Hello,I take it you ARE the same maxqnz whose comments I've been reading at Carla's blog, aren't you? Thanks again for having indicated your (apparently new) blog! I was the first follower to register, too, it seems! About this question of film endings: obviously they are an essential part of any film structure, because that's what the spectators will see last, the freshest of what they will take away with them. So if an ending rounds off the meaning of the movie in an artistically satisfying way, the credit to the director is deserved, as in the films you mention here, which I too find very good choices (you should check Bimal Roy's Bandini for another interesting and debated ending - the refs are on my blog)But clearly too, endings can also be a major source of disappointment if they are a way to resolve the movie's tensions in an acceptable way for the audience, or according to values (commercial, for instance) which have no connection with the movie's real needs. Anyway, here's to more reviews and visits!cheers
Thanks so much for commenting on my baby blog, yves! I am that maxqnz who posts on Carla's blog. Thanks, too, for suggesting Bandini, I shall add it to my ever-growing list of "films I should watch". You're obviously a serious cinemaphile, much more so than I, so if you want to share more examples, good or bad, go right ahead.

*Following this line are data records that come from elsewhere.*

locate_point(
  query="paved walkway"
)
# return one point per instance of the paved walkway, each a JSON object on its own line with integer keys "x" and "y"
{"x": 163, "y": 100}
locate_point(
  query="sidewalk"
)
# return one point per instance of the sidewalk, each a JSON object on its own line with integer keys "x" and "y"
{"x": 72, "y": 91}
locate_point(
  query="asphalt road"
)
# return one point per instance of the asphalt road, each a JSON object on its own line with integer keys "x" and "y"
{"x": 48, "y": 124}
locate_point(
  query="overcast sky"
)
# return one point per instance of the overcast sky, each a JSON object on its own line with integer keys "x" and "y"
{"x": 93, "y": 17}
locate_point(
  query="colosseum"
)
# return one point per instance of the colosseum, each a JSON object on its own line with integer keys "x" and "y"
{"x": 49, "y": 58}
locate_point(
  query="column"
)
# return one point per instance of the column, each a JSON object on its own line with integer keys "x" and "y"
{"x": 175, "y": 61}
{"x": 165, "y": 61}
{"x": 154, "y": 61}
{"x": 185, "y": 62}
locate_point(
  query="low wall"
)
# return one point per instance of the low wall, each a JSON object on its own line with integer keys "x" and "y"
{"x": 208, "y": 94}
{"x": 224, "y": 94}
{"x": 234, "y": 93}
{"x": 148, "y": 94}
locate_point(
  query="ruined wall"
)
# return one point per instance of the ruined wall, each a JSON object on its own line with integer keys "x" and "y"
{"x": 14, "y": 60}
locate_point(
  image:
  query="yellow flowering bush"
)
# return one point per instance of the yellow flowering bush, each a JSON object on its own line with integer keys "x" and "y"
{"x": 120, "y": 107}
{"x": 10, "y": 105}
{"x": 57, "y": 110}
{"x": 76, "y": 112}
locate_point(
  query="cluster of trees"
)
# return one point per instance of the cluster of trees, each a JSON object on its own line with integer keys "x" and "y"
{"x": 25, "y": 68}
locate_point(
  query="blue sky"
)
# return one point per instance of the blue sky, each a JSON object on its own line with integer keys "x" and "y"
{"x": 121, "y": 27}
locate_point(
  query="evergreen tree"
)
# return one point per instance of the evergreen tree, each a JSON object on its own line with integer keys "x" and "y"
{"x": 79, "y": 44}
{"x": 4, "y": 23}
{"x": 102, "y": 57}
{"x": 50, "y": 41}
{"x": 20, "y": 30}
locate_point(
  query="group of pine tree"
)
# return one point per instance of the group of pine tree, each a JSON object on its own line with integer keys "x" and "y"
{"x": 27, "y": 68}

Thanks for providing that link to the tree at dustedoff's blog, wish I had more time to go through the Language Links I see here.
You're very welcome, Shilpi. I would recommend starting with some of the links in blue at the top. They're my favourites and the ones I visit most often. I know you'll enjoy them. :)
I must admit that I only read the intro and the part starting from Dor because even though I haven't gotten around to Teesri Kasam and Pyaasa I live in the hope that eventually I will ^^; And Dil Se I can't remember much of since I was too young when I saw it.But back to Dor - it was such a lovely ending to a lovely film. I could never tell though whether me associating DDLJ with it was intentional or whether it was simply because it has become such an iconic scene and thus any train chase sequence feels like it? Anyway, it felt to me like a happily ever after, not in the romantic sense sure but just ...you know that these two women are going to be friends for life and that is as precious as any filmi love stories happy ending.As for what makes a good filmi ending... In most movies you know what the ending is going to be, but you can clearly tell those that made the effort to execute the resolution in a fresh way. I love how JWM's ending was a repeat of an earlier scene between Geet and Aditya - that just felt so right. And I LOVED Salaam-e-ishq's epic "yeh shaadi nahin ho sakti!" wrap up. And while most college-based movies have their finale on the stage (Isi Life Mein, FALTU, Always Kabhie Kabhie, Mujhse Fraaandship Karoge - and that's just last 2010-11) clearly FALTU won by a mile because the performance they did was sincere, heartfelt and meaningful.- @nakhrewali
Thanks, nakhrewali! Especially for mentioning FALTU - that movie cops a lot of flak for being a "ripoff" of an American movie called (I think) "Accepted", but the ending you mention sets FALTU far apart. The core plot device was the same (rejected by every college, make one up), but that powerful, moving climax was a stunner. I did not see that coming. Obviously so very relevant to the Indian situation, and the shocking impact of going from "wow, that's cool" to "that's horrible!" made FALTU a movie with a message rather than a boozy teen comedy like the American version.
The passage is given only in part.